What I really want, and in my head this looks a lot like Willy Wonka’s elevator, is to be able to go back and watch these events myself. Hovering, above the action like Libbie Custer’s mirage. Safely removed and able to watch with detachment.

That doesn’t seem terribly realistic, and somewhere around my fifth trip through Nathaniel Philbrick’s The Last Stand, it occurred to me: there is no one eyewitness to everything that happened. I may have been watching something about 9/11 when this occurred to me: because you are down in it, your immediate surroundings are what you observe and become your reality. No one participant ever sees the entire event.

So say Mark Kellogg, the reporter riding with Custer, had survived. He was found farther north than many of the soldiers, so maybe he was working toward a getaway when he was killed. If he had survived, he was in the business of documentation and would likely have provided a fairly accurate accounting — but only of what he saw.

Really, the metal forensics probably give a better overview of who was where. What Kellogg might have been able to provide that spent bullets can’t is a rationale for Custer’s actions.

Philbrick thinks Custer might have been closer to a victory than many imagine. At an earlier encounter on the Washita River in what is now Oklahoma, Custer scored a victory against a much larger native force because he took their women and children hostage, and the natives stopped fighting rather than see their loved ones harmed.

Had he made it across the Greasy Bighorn into the camp, with the Lakota/Cheyenne men off fighting to the south, Custer might have been able to pull off a similar victory. And then he would have deserved, at least in White America, the hero status bestowed upon him by his tireless widow.

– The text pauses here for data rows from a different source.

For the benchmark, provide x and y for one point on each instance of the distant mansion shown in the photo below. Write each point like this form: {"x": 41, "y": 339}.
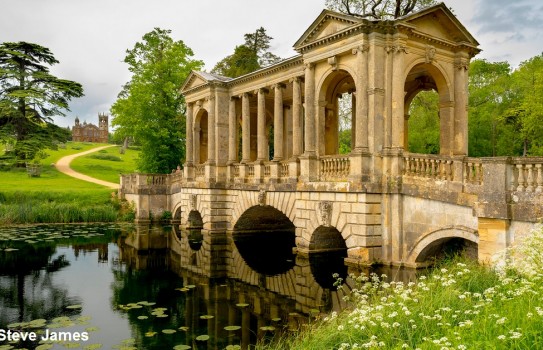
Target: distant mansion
{"x": 90, "y": 132}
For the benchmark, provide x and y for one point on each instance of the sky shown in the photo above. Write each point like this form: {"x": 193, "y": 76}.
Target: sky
{"x": 90, "y": 37}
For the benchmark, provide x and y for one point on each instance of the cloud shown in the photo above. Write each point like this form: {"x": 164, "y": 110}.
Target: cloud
{"x": 506, "y": 16}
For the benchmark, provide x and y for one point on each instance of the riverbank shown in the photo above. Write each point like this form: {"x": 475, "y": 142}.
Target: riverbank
{"x": 461, "y": 305}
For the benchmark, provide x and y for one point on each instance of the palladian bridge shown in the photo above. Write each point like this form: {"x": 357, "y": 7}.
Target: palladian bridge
{"x": 262, "y": 152}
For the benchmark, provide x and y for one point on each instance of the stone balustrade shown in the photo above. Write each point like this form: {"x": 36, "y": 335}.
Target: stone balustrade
{"x": 527, "y": 174}
{"x": 429, "y": 166}
{"x": 334, "y": 168}
{"x": 472, "y": 171}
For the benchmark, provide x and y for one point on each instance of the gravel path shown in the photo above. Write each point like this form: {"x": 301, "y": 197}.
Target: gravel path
{"x": 63, "y": 165}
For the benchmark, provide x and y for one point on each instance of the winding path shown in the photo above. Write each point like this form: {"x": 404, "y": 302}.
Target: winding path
{"x": 63, "y": 165}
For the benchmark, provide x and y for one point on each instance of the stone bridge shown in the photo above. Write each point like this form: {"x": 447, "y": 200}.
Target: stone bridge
{"x": 262, "y": 152}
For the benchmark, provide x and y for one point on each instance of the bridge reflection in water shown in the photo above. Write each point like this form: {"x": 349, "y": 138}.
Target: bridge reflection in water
{"x": 252, "y": 288}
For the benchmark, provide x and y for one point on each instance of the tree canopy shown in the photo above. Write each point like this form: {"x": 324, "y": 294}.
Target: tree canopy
{"x": 248, "y": 57}
{"x": 378, "y": 9}
{"x": 30, "y": 96}
{"x": 149, "y": 107}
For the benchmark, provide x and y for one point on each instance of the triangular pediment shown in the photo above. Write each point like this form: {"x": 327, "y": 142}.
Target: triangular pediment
{"x": 439, "y": 22}
{"x": 327, "y": 24}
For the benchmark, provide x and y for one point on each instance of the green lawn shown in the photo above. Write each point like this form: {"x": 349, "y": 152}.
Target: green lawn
{"x": 106, "y": 164}
{"x": 55, "y": 197}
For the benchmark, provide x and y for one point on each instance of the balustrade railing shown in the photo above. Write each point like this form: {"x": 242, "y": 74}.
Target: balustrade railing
{"x": 473, "y": 171}
{"x": 250, "y": 170}
{"x": 334, "y": 168}
{"x": 283, "y": 169}
{"x": 429, "y": 166}
{"x": 267, "y": 170}
{"x": 527, "y": 175}
{"x": 200, "y": 170}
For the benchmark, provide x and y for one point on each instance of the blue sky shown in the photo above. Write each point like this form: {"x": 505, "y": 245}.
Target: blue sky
{"x": 90, "y": 37}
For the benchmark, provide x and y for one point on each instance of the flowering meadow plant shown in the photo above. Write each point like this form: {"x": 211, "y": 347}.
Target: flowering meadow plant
{"x": 460, "y": 305}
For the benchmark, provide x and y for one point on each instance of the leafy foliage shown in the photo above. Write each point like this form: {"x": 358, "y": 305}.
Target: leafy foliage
{"x": 30, "y": 96}
{"x": 378, "y": 9}
{"x": 248, "y": 57}
{"x": 149, "y": 108}
{"x": 424, "y": 123}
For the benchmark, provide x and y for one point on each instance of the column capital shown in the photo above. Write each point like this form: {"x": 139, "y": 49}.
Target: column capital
{"x": 246, "y": 94}
{"x": 278, "y": 86}
{"x": 261, "y": 91}
{"x": 309, "y": 65}
{"x": 360, "y": 49}
{"x": 298, "y": 79}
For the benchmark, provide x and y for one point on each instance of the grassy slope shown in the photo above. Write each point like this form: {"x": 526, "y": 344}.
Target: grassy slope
{"x": 107, "y": 170}
{"x": 22, "y": 194}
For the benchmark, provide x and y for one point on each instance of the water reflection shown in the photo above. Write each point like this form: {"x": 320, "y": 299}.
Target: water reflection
{"x": 134, "y": 282}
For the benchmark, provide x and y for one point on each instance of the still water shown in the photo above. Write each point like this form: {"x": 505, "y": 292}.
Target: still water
{"x": 131, "y": 287}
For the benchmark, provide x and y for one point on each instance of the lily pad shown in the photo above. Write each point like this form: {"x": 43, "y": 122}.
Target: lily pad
{"x": 93, "y": 346}
{"x": 203, "y": 337}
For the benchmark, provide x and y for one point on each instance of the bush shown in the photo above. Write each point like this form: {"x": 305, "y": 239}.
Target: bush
{"x": 110, "y": 157}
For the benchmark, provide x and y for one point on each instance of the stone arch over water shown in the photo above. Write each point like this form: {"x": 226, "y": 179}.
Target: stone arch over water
{"x": 433, "y": 244}
{"x": 265, "y": 238}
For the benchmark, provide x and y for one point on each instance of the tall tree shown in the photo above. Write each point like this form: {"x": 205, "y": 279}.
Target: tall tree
{"x": 527, "y": 111}
{"x": 149, "y": 107}
{"x": 248, "y": 57}
{"x": 378, "y": 9}
{"x": 30, "y": 96}
{"x": 489, "y": 98}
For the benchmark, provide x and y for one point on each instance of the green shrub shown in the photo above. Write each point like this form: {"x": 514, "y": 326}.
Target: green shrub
{"x": 101, "y": 156}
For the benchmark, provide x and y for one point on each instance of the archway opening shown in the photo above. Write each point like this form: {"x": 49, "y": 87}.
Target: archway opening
{"x": 327, "y": 251}
{"x": 337, "y": 102}
{"x": 265, "y": 238}
{"x": 447, "y": 247}
{"x": 428, "y": 112}
{"x": 195, "y": 225}
{"x": 201, "y": 143}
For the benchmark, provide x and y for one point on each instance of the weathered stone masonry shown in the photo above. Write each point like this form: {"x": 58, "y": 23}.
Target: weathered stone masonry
{"x": 388, "y": 205}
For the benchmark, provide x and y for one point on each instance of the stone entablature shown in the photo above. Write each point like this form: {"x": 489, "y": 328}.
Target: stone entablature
{"x": 384, "y": 203}
{"x": 389, "y": 61}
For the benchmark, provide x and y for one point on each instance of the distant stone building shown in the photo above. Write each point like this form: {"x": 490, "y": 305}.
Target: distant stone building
{"x": 90, "y": 132}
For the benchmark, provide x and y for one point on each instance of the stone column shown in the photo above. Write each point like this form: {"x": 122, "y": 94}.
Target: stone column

Instead, he died on a hill in ignominy. Historians and archaeologists doubt he was the last white man to die, and contrary to popular history, he didn’t even have his long flowing locks in the fierce June heat. He was shot in the chest, a mortal wound that didn’t kill him instantly, and it may be that his brother Tom, found near him, shot him in the temple rather than let him be tortured. Until my time-traveling Wonkavator is invented, we won’t know for sure.

The Cheyenne women, who knew who he was, pierced his eardrums after he died, possibly so that he would hear better in the afterlife. They also — and this information was kept from his widow and the general public — inserted an arrow into his penis, purpose unknown. It still makes a statement, doesn’t it?

At any rate, there lay Custer and all his men, dead above the banks of the Little Bighorn River, on the eve of the nation’s centennial. Ultimately, it was a pyrrhic victory for the Lakota and Cheyenne, who weren’t looking for the fight in the first place, but the largest loss was to young America’s innocence. Still healing from the Civil War, Americans learned that conquering the lands to the West would not be without bloodshed either and that even the best of American heroes could be taken by surprise.

3 thoughts on “America’s Last Stand, Part II

  1. The colonel of my regiment in Vietnam was a direct descendent of Custer. And true to his ancestry, after my platoon repelled a vc night time attack, he was up over that same spot in his helicopter at dawn, firing his M-16 and leading a Cobra gunship to the enemies position. His chopper did 3 passes over the vc, each time receiving incoming fire. During the last pass, he practically hung out of the door in order to mark a kill zone for the Cobra. After that pass, there was no more returned fire. The legend lived on.